I introduced myself at once and then kneeled down beside the tattered earthly remains of the man whom I had known and of whom I’d been so fond. The constable coughed and exhaled a great, gray cloud of pipe smoke.
“Here,” he said. “Did you know this poor fellow?”
“Very well,” I replied. “I was to meet him this very morning. I was waiting for him when the boy there fetched me from the inn on Drawbridge Road.”
“Is that so now?” the constable said. “What boy is that?”
I looked up and there was, to be sure, no sign of the boy who had led me to the grisly scene.

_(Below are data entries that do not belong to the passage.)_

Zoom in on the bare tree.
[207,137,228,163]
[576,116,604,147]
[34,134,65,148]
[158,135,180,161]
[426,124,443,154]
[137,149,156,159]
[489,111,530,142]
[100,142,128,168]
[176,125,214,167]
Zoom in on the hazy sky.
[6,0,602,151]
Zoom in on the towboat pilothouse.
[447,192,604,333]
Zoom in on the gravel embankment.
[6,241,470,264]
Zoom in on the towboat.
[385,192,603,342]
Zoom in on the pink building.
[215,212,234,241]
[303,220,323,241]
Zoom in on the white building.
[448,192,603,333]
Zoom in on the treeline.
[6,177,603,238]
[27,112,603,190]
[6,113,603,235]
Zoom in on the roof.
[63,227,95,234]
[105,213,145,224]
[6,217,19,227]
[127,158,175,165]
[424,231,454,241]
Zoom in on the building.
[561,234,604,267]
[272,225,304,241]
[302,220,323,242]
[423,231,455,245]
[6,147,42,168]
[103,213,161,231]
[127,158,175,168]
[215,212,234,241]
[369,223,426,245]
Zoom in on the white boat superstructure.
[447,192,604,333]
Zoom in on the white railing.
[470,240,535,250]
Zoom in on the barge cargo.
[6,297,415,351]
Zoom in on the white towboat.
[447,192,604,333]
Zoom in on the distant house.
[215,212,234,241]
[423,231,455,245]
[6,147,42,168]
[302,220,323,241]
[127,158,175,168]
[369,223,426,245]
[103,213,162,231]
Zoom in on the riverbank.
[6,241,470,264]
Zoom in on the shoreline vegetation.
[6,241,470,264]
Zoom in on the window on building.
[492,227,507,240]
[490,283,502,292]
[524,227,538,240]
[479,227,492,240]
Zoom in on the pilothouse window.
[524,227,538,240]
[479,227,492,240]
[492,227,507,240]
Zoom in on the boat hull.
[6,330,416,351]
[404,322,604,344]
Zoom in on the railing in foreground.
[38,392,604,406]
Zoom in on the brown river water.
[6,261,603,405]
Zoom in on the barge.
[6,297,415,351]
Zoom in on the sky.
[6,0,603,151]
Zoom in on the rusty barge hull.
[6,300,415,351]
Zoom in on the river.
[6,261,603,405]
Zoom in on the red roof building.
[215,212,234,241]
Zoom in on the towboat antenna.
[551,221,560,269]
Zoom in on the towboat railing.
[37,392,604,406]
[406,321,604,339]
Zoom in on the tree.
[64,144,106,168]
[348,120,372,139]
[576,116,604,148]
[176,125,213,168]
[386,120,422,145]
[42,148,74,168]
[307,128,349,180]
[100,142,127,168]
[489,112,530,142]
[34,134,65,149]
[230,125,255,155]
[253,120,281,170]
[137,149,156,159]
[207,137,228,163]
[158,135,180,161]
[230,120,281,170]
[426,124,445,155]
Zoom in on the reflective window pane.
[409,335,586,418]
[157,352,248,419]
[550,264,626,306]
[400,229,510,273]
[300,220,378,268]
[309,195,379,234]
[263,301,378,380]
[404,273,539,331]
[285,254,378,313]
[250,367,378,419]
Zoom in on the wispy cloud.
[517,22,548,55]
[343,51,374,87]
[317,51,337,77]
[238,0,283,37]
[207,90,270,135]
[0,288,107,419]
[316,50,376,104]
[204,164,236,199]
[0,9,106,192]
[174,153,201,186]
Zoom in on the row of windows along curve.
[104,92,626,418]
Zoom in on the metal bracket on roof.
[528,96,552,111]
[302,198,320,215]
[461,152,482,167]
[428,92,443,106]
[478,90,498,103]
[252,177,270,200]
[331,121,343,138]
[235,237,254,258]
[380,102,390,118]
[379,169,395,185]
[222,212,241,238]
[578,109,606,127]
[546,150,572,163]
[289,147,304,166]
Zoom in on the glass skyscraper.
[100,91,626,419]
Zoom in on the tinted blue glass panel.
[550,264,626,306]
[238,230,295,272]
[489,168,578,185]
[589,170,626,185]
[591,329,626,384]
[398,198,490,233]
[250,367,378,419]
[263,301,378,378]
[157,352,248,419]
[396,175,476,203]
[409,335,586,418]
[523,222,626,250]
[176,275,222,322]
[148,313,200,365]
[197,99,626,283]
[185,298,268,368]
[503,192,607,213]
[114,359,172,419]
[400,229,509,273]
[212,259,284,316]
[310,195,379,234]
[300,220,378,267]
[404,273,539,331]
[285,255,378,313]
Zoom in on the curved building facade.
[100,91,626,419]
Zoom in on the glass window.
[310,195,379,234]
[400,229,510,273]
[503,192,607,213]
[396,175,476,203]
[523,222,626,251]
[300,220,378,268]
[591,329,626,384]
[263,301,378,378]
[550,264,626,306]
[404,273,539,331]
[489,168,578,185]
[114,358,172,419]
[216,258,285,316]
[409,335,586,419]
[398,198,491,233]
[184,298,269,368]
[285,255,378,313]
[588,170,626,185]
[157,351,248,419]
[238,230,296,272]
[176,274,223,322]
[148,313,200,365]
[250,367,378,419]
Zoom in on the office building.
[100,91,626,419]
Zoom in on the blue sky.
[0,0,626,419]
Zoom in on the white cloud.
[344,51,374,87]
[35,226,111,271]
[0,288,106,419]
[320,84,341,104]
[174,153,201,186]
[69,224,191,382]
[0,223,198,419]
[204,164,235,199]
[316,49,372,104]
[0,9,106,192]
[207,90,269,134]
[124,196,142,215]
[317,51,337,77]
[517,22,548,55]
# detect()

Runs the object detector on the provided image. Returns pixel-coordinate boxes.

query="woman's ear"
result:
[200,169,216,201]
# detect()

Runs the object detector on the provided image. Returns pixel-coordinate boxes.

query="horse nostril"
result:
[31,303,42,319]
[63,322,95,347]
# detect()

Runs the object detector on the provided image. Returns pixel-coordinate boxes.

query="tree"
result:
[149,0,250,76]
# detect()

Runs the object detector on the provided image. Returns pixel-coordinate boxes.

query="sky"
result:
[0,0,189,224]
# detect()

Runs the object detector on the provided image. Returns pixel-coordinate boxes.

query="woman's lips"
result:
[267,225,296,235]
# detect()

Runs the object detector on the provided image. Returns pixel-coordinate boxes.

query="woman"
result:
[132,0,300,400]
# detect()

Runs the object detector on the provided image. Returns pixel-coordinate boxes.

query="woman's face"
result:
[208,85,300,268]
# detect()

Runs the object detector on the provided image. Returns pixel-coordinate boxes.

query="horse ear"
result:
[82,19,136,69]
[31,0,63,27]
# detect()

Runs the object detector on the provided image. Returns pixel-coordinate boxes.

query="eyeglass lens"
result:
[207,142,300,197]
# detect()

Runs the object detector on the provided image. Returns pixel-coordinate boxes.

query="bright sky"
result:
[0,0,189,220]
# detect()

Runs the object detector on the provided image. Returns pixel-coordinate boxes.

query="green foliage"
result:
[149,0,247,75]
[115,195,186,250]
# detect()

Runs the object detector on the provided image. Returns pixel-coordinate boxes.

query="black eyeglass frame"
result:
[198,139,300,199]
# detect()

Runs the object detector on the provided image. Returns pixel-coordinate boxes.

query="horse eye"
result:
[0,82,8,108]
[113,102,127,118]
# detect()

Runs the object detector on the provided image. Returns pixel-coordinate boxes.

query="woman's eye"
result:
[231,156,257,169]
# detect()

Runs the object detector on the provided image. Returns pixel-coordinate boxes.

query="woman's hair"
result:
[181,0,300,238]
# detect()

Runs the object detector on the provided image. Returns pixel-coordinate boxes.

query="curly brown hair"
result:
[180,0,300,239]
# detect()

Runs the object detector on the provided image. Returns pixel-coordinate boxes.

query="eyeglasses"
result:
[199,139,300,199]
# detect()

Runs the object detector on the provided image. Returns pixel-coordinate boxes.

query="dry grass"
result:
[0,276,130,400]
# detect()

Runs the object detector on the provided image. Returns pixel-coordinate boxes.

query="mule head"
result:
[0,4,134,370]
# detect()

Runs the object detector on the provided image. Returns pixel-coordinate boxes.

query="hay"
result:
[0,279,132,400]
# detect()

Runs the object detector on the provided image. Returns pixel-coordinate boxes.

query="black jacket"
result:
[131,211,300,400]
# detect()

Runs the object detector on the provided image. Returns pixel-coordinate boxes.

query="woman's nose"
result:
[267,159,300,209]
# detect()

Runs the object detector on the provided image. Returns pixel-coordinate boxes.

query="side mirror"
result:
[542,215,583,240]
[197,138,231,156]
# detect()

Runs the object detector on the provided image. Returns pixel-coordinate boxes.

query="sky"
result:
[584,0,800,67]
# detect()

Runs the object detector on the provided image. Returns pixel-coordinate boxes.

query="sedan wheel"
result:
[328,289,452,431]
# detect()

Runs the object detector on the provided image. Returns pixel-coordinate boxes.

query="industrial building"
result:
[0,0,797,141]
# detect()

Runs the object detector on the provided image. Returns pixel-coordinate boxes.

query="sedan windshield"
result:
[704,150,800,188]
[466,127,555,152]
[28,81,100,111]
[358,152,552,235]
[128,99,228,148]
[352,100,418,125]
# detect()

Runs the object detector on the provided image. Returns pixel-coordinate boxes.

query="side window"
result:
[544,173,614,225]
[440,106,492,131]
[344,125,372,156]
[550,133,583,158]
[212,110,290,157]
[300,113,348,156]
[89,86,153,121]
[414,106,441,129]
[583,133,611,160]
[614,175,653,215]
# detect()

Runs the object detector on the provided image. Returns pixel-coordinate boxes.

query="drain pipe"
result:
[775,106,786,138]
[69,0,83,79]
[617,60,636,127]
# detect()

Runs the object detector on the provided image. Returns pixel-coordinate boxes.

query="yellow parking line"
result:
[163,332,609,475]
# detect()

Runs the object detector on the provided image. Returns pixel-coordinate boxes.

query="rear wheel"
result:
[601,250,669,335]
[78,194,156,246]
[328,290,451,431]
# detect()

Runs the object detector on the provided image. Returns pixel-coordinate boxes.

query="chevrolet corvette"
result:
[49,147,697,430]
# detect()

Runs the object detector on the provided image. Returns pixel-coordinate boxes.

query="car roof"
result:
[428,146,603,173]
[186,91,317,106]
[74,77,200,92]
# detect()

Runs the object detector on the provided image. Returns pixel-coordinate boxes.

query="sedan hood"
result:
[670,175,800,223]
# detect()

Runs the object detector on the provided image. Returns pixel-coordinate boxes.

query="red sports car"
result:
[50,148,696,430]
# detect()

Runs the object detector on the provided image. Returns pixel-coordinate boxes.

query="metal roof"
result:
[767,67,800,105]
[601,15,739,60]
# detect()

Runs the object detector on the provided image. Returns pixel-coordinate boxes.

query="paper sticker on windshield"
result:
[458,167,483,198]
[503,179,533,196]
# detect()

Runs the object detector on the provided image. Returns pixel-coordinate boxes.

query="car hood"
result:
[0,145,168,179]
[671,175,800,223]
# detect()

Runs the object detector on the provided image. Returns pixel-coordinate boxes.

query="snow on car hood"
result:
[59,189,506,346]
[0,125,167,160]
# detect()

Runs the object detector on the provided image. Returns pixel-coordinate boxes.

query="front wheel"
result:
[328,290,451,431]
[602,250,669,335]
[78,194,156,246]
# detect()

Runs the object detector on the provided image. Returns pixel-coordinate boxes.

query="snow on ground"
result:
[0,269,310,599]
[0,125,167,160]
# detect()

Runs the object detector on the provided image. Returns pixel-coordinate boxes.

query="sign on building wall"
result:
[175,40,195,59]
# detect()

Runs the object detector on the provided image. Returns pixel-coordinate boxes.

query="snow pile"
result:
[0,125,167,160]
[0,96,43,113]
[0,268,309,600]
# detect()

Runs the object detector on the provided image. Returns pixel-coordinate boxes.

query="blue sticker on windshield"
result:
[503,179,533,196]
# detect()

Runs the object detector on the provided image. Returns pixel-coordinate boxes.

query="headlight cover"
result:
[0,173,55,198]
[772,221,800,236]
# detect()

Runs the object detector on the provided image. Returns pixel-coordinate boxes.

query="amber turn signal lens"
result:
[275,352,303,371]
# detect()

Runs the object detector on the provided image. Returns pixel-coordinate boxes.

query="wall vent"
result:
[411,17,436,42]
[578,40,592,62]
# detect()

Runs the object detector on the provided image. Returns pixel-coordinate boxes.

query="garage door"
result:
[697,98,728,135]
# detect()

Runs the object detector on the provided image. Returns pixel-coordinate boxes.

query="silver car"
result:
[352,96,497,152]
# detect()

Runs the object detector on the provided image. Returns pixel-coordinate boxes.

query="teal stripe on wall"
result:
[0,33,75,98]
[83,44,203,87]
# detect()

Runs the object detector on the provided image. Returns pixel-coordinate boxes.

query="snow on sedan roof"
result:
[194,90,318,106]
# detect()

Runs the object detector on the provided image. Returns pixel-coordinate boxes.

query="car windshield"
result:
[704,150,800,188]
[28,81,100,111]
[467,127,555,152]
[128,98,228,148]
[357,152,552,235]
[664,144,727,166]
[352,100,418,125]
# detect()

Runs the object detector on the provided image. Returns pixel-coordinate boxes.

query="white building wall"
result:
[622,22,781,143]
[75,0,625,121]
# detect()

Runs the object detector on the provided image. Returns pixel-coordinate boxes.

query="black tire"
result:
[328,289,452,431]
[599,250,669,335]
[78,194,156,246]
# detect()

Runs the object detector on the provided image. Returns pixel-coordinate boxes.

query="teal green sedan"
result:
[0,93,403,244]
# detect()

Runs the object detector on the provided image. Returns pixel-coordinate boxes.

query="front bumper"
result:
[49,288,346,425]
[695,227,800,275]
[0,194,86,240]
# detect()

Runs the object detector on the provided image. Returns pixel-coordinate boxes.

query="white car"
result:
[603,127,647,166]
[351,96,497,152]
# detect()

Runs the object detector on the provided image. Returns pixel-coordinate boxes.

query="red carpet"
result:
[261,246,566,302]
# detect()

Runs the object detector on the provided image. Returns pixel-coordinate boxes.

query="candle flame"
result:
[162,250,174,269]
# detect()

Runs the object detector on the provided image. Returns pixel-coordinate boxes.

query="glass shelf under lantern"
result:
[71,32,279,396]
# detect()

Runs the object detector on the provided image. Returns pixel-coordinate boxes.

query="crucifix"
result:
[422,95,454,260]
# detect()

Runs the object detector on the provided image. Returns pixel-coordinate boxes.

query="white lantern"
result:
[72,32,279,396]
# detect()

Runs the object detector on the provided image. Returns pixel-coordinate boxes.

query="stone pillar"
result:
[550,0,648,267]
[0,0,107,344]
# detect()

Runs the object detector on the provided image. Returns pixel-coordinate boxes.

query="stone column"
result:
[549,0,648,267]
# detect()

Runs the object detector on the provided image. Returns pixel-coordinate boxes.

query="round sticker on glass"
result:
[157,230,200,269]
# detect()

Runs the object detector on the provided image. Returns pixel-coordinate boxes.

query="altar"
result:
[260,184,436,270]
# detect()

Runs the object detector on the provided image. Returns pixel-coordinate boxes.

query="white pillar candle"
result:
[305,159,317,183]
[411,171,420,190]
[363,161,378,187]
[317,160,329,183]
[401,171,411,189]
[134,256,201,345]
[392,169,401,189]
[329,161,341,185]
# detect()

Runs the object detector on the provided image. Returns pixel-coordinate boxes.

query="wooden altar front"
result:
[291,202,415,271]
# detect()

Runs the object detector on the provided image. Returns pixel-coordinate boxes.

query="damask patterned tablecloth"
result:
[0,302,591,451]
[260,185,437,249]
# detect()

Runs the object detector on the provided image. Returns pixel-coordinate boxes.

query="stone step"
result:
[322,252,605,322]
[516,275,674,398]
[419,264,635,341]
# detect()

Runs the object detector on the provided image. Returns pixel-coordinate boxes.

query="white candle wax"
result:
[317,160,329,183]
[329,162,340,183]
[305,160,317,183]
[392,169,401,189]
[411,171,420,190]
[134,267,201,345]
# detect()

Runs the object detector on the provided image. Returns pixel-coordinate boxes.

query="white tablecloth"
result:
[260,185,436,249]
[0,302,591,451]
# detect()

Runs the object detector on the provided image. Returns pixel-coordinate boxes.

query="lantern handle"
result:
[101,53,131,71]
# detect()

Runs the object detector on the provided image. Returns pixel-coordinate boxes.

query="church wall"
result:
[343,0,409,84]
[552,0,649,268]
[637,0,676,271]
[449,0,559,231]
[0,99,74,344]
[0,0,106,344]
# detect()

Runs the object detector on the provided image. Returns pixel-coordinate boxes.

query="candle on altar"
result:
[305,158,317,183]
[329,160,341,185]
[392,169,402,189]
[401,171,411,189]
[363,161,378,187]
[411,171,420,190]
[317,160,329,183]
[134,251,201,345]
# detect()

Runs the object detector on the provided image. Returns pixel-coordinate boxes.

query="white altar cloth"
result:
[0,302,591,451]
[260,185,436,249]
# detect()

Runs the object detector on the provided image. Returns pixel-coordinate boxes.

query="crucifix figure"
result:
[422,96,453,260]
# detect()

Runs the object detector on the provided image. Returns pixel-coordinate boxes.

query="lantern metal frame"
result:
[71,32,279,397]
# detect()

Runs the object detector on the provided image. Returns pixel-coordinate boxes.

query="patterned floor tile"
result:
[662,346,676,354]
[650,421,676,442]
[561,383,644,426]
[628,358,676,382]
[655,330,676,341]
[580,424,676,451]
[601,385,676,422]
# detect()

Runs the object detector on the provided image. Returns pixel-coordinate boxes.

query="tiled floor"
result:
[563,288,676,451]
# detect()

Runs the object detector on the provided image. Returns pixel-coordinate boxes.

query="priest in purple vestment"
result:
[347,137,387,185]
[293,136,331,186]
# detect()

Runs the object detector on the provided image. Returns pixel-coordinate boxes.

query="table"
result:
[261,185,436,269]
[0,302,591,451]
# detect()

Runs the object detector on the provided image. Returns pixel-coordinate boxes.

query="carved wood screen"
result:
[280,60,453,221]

“The cobbler’s son,” I said, and looked back down at the ruined face of Purdy. “He said that he was paid to summon me here. I assumed you’d sent for me, sir, though I’m not at all sure how you could have known to do so.”
At that, the harbormaster and constable exchanged perplexed stares and the latter went back to puffing at his pipe.
“This man was an associate of yours, then?” the harbormaster asked me.
“Indeed,” said I. “He is Sir Elijah Purdy, a geologist from London. He arrived in Whitby only yesterday. I believe he may have taken a room at the Morrow House on Hudson Street.”